While she participated in an interview with an outside investigator, Martin said city representatives never informed her of the results of the investigation.
“The City’s actions in placing Plaintiff on an involuntary leave of absence, failing to properly investigate her legitimate complaints of harassment and retaliation, and violations of the City Code and Brown Act, and firing Plaintiff on the fabricated and false basis of her position being ‘non-essential’ were, taken together or individually, ‘adverse employment actions’ as defined by the California Labor and Government Codes, and Regulations,” the lawsuit stated. “As a continuous course of conduct, these actions constituted a systematic pattern and practice of illegal retaliation.”
The lawsuit noted that the Solvang Municipal Code and California Government Code require a city clerk position, and the new city manager contract also named Bradford as city clerk.
Solvang hired a temporary city clerk for $36,000 a month, or three times the amount of Martin’s salary for the same time.
The lawsuit accused Bradford, before being appointed city manager, of chastising Martin in public and her demeanor worsening after being named to the top job.
Bradford also “consistently questioned everything” Martin did with the micromanaging deemed “unnerving to Plaintiff, and caused significant distress.”
Bradford and Wullbrandt are not identified as defendants in the lawsuit against the City of Solvang, but the complaint includes unnamed defendants identified as Does 1 to 20.

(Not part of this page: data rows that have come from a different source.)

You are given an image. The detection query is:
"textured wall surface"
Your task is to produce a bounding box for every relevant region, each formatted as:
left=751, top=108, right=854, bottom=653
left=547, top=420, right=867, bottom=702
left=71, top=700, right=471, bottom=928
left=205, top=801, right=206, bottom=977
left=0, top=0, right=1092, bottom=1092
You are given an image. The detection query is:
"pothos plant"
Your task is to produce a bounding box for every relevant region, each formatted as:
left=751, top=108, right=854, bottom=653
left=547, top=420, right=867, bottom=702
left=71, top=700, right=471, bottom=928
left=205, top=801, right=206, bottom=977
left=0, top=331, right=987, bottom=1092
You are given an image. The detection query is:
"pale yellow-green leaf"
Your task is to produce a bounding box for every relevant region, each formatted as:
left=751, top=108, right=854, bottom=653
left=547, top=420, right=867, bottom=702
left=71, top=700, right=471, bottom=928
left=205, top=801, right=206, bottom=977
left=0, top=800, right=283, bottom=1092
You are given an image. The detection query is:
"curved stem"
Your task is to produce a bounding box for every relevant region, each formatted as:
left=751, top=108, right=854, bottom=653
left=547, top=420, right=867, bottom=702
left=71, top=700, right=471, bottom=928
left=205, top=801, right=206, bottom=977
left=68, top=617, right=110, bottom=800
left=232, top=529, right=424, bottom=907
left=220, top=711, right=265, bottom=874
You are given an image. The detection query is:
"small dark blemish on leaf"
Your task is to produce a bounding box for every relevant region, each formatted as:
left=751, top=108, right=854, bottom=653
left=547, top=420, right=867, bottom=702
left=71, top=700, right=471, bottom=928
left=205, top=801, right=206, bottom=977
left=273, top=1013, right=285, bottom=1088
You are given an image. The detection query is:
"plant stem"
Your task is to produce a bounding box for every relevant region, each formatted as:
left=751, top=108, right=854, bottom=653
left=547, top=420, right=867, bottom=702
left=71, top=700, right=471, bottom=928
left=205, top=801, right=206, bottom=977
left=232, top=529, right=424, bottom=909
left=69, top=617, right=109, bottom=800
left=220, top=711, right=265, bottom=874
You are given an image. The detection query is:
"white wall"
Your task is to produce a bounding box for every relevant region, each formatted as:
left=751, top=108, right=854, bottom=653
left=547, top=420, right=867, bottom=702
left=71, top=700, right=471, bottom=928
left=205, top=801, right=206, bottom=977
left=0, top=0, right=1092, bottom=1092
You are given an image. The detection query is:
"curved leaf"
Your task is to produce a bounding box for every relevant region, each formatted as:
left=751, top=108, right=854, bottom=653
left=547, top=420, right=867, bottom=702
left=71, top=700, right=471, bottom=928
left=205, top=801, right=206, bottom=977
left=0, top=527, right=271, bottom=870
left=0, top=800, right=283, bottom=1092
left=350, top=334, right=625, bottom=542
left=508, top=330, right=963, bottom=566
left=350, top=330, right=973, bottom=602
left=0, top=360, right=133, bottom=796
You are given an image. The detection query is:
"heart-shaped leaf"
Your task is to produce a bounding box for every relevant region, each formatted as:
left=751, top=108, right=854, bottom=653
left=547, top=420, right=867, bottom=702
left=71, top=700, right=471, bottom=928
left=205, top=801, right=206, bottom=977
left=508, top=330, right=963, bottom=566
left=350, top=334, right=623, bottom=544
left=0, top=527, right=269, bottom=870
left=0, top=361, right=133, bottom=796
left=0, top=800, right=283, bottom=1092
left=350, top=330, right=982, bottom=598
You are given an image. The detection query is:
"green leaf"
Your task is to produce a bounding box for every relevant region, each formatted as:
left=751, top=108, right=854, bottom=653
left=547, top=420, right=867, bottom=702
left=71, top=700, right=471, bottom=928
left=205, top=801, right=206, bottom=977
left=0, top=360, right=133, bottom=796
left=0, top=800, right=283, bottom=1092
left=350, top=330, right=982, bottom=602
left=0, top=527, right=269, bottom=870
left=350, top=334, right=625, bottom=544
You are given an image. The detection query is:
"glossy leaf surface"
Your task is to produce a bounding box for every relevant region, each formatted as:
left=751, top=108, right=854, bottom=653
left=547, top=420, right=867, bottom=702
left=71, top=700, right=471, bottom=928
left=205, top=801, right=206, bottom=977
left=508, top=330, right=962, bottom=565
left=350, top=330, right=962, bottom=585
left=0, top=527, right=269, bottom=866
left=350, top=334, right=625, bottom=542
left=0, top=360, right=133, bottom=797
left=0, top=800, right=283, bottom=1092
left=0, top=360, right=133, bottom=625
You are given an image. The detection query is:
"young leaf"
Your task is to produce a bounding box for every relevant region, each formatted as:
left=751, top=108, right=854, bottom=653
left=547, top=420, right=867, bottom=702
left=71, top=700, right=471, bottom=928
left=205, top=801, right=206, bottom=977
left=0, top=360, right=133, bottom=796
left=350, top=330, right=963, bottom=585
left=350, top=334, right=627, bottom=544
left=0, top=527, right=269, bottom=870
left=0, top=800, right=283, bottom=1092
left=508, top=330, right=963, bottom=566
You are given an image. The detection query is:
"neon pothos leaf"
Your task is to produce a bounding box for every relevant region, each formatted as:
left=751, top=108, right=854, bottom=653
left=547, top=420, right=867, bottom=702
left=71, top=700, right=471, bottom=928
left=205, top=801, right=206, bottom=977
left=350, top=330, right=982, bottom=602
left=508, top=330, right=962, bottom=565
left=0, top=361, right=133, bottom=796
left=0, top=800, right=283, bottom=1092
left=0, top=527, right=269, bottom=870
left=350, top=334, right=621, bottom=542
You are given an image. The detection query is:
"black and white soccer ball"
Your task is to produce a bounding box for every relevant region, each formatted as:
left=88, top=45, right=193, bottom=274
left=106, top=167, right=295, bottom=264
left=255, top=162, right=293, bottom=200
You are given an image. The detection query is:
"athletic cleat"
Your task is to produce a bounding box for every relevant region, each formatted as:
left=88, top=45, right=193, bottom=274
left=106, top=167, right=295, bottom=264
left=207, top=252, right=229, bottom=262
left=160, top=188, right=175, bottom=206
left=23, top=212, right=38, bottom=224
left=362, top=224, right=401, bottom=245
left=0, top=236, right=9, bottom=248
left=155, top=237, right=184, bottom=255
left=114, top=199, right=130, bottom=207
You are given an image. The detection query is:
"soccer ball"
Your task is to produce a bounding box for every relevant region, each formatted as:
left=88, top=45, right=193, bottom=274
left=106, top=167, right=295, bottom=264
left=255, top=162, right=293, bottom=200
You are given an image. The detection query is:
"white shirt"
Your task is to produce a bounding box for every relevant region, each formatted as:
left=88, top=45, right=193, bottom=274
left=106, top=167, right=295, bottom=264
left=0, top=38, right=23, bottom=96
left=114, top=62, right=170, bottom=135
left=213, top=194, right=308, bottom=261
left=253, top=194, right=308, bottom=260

The lawsuit cited seven causes of action, including retaliation in violation of the California Labor Code, discrimination in violation of the California Fair Employment and Housing Act, hostile work environment violation of rights under the California Family Rights Act, failure to prevent discrimination, harassment and retaliation in violation of FEHA, intentional infliction of emotional distress and declaratory judgment.
Martin is seeking more than $25,000 in compensatory and general damages, including back pay, future pay, damages for emotional distress and other expenses, penalties, interest on unpaid wages, attorney fees and lawsuit costs.
The civil lawsuit’s filing came after Martin exhausted out-of-court efforts to resolve the matters, the complaint said.
A case management conference has been set for July 12 before Judge James Rigali.